Before using DeepSeek-R1, ensure that you have the latest version of the OpenAI SDK installed. You can upgrade it using the following command:

pip3 install -U openai

API parameters

  • Input parameters:

    • max_tokens:Maximum length of the response (including reasoning chain output), Among the models listed above, the maximum value of max_tokens for deepseek-ai/DeepSeek-R1 is 8K, and for other models, it is 16K.
  • Return parameters:

    • reasoning_content:Reasoning chain content, at the same level as content.

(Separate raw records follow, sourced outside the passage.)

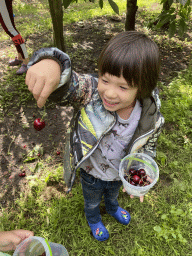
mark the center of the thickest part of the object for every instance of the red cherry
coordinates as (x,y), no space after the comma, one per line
(22,174)
(39,124)
(136,179)
(141,172)
(145,178)
(133,183)
(132,172)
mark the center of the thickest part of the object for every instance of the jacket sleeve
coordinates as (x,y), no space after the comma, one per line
(73,89)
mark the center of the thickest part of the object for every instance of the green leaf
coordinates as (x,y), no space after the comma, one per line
(66,3)
(101,4)
(172,29)
(114,6)
(163,20)
(182,27)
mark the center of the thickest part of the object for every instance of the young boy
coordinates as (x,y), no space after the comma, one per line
(114,115)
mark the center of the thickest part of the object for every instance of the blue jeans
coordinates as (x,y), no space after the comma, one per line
(93,190)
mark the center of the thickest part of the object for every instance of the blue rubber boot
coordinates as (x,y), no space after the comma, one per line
(99,231)
(122,216)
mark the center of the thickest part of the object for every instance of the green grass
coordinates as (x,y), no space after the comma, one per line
(161,225)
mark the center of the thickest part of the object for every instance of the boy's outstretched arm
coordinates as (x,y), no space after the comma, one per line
(42,79)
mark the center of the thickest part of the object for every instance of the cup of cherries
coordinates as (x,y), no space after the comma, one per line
(139,173)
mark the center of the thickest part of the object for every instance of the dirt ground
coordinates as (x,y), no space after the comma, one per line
(18,137)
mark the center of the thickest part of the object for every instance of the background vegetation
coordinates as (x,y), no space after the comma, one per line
(161,225)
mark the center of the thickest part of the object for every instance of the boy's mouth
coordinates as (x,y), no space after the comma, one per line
(108,103)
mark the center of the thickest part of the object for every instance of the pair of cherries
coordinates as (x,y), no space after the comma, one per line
(137,177)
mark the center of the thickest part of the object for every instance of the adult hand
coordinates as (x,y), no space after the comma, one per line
(131,196)
(42,79)
(10,239)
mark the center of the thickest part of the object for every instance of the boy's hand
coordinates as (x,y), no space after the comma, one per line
(42,79)
(131,196)
(10,239)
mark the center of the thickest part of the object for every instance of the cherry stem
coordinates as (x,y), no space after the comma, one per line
(44,113)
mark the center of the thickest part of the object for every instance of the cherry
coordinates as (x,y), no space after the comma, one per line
(43,254)
(136,179)
(132,172)
(39,124)
(22,174)
(141,172)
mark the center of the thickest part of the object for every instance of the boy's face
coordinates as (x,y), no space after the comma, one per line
(116,94)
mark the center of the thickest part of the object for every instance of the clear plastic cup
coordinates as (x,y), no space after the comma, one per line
(36,246)
(138,161)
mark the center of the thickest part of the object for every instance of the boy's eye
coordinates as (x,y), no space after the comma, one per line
(124,88)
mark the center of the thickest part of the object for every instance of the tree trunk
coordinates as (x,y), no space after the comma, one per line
(130,15)
(56,11)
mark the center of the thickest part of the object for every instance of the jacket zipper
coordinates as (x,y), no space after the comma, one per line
(93,149)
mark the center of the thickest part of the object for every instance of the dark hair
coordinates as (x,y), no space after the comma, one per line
(136,57)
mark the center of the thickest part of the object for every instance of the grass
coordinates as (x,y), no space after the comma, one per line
(161,225)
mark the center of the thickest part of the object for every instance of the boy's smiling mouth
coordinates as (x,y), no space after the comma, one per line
(109,104)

    • content:Final answer content

  • Usage Recommendations

    • Set the temperature within the range of 0.5-0.7 (0.6 is recommended) to prevent endless repetitions or incoherent outputs.
    • Avoid adding a system prompt; all instructions should be contained within the user prompt
    • For mathematical problems, it is advisable to include a directive in your prompt such as: “Please reason step by step, and put your final answer within \boxed.”
    • the DeepSeek-R1 series models tend to bypass thinking pattern (i.e., outputting "<think>\n\n</think>") when responding to certain queries, which can adversely affect the model’s performance. To ensure that the model engages in thorough reasoning, we recommend enforcing the model to initiate its response with "<think>\n" at the beginning of every output.

Context concatenation

During each round of the conversation, the model outputs the reasoning chain content (reasoning_content) and the final answer (content). In the next round of the conversation, the reasoning chain content from the previous rounds will not be concatenated to the context.

OpenAI request examples

Stream Mode Request

from openai import OpenAI

url = 'https://api.siliconflow.cn/v1/'
api_key = 'your api_key'

client = OpenAI(
    base_url=url,
    api_key=api_key
)

# 发送带有流式输出的请求
content = ""
reasoning_content=""
messages = [
    {"role": "user", "content": "奥运会的传奇名将有哪些?"}
]
response = client.chat.completions.create(
    model="deepseek-ai/DeepSeek-R1",
    messages=messages,
    stream=True,  # 启用流式输出
    max_tokens=4096
)
# 逐步接收并处理响应
for chunk in response:
    if chunk.choices[0].delta.content:
        content += chunk.choices[0].delta.content
    if chunk.choices[0].delta.reasoning_content:
        reasoning_content += chunk.choices[0].delta.reasoning_content

# Round 2
messages.append({"role": "assistant", "content": content})
messages.append({'role': 'user', 'content': "继续"})
response = client.chat.completions.create(
    model="deepseek-ai/DeepSeek-R1",
    messages=messages,
    stream=True
)

Non-Stream Mode Request

from openai import OpenAI
url = 'https://api.siliconflow.cn/v1/'
api_key = 'your api_key'

client = OpenAI(
    base_url=url,
    api_key=api_key
)

# 发送非流式输出的请求
messages = [
    {"role": "user", "content": "奥运会的传奇名将有哪些?"}
]
response = client.chat.completions.create(
    model="deepseek-ai/DeepSeek-R1",
    messages=messages,
    stream=False, 
    max_tokens=4096
)
content = response.choices[0].message.content
reasoning_content = response.choices[0].message.reasoning_content

# Round 2
messages.append({"role": "assistant", "content": content})
messages.append({'role': 'user', 'content': "继续"})
response = client.chat.completions.create(
    model="deepseek-ai/DeepSeek-R1",
    messages=messages,
    stream=False
)

Notes

  • API Key: Ensure you use the correct API key for authentication.
  • Stream Mode: Stream mode is suitable for scenarios where responses need to be received incrementally, while non-stream mode is suitable for scenarios where a complete response is needed at once.

Common questions

  • How to obtain the API key?

    Please visit SiliconFlow to register and obtain the API key.

  • How to handle long text?

    You can adjust the max_tokens parameter to control the length of the output, but please note that the maximum length is 16K.